Une tension entre la dynamique populaire et l’incohérence : un besoin de structure ?

Ce mouvement des Gilets jaunes est porté par une énergie qu’il faudrait pourtant canaliser. Ses participants en sont conscients, et tentent, ces derniers jours, de désigner des représentants. Seulement ces hommes et femmes ne font pas l’unanimité. En effet, leur qualité n’est pas issue d’une constitution politique collective et unanime. Les Gilets jaunes rencontrent ainsi le problème de la structuration, de l’organisation et de la rationalisation de leur grogne. Si la passion motive, elle brouille pour autant les pistes. Peut-on vraiment, par exemple, réclamer en même temps l’amélioration des services publics, et la baisse de l’imposition ? Ou encore protester pour les travailleurs et salariés, et empêcher les activités de ces derniers ?

Le ressentiment mène donc au paradoxe et à la division de la population, d’où la naissance des “Foulards Rouges”. Ainsi, au-delà de sa colère, le mouvement a besoin de figures, de leaders qui puissent représenter l’ensemble des individus composant le mouvement, afin d’établir clairement une base de revendications réalistes et enfin nouer le dialogue avec les dirigeants du pays. Comment, alors, faire tenir ensemble le besoin d’être entendu de façon claire, sans retomber dans les travers dénoncés de la vie politique contemporaine ?  En somme, c’est bien le problème de la chose politique qui se pose au mouvement des Gilets jaunes. 

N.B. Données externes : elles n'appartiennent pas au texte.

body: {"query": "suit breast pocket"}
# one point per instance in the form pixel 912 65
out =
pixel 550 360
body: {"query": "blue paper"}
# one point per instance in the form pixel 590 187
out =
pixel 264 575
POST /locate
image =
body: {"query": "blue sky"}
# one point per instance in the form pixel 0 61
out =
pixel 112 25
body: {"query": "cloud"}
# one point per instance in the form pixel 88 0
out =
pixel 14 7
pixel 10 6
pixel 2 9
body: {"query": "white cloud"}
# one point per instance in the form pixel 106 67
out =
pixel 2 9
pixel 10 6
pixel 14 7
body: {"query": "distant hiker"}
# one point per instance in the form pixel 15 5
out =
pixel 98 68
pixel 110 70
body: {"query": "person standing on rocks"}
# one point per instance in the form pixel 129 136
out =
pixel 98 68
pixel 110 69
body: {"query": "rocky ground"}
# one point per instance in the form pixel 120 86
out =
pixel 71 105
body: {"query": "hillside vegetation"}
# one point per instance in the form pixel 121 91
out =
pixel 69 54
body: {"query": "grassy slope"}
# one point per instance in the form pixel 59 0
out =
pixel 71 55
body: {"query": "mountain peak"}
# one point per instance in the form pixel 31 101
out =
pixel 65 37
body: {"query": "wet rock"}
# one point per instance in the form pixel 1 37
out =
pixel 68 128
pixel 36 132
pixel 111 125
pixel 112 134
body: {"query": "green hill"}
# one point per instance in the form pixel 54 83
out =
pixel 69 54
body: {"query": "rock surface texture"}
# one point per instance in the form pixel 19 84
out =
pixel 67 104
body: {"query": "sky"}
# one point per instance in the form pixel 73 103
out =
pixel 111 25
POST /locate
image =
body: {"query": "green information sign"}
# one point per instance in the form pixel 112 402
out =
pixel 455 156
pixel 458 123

La nécessité de la chose politique est incontestable 

Ainsi, malgré le refus initial d’être associé à la politique, les Gilets jaunes sont rattrapés par cette dernière : il faut trouver un moyen de rapporter au plus haut niveau les revendications ce qui entre en contradiction avec leur volonté de s’emparer eux-mêmes du politique. Les lacunes de l’organisation du mouvement sont bien politiques : un ou des représentants, ainsi qu’une organisation claire et verticale sont primordiaux pour dépasser le moment de la colère.

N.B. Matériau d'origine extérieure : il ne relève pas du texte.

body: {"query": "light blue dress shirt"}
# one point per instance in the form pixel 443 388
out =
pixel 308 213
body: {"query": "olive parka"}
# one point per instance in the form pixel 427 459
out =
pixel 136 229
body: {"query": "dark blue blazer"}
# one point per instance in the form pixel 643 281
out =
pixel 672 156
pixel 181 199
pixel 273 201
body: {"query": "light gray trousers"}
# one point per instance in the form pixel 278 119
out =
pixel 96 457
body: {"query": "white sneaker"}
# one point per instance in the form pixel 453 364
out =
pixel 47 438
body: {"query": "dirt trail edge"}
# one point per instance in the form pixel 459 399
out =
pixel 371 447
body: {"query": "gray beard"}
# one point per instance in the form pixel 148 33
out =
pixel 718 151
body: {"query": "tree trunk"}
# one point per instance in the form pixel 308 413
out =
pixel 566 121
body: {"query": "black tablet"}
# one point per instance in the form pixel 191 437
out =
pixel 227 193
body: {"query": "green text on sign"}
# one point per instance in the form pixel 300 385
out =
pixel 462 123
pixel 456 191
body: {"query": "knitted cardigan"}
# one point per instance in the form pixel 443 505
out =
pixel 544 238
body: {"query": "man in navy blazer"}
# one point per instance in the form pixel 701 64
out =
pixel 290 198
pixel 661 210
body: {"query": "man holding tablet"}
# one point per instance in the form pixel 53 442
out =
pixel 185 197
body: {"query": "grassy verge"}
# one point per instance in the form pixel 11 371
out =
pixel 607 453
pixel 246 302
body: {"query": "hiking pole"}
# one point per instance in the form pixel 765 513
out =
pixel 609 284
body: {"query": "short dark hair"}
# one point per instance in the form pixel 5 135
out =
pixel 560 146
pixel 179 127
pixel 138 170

En effet, à cette heure, deux dynamiques sont possibles. Premièrement, rester dans la colère et refuser l’organisation. Dans ce cas, il va sans dire que la répression policière sera forte et que le pays courrait à la catastrophe. Mais cette option ne ferait que retarder le moment de la structuration politique. Ainsi, la seconde possibilité, souhaitable au plus haut point, est de canaliser la grogne et d’accepter à nouveau le jeu politique : le dialogue et le débat, et accepter la réalité d’un fonctionnement étatique qui ne permet pas de contenter toutes les revendications des Gilets jaunes.

La seule solution pérenne qui puisse sortir la France de cette crise est bien celle qui l’y a plongée : la politique. Et ce qui a fait la force cinétique du mouvement hier, le rejet des institutions et de ses représentants, constituera demain sa faiblesse, lorsqu’il se verra obligé d’y être confronté.

Dans une époque où la méfiance à l’égard des journalistes et de la vie politique est courante, le mouvement qui véhicule cette mise à distance apporte la preuve de leur caractère indispensable. Nous ne pouvons pas nous passer d’organisation et de structure, et le moment de la passion ne peut être le fondement d’une construction à long terme. Si elle en est évidemment l’amorce, il faudra la contraindre et la dépasser.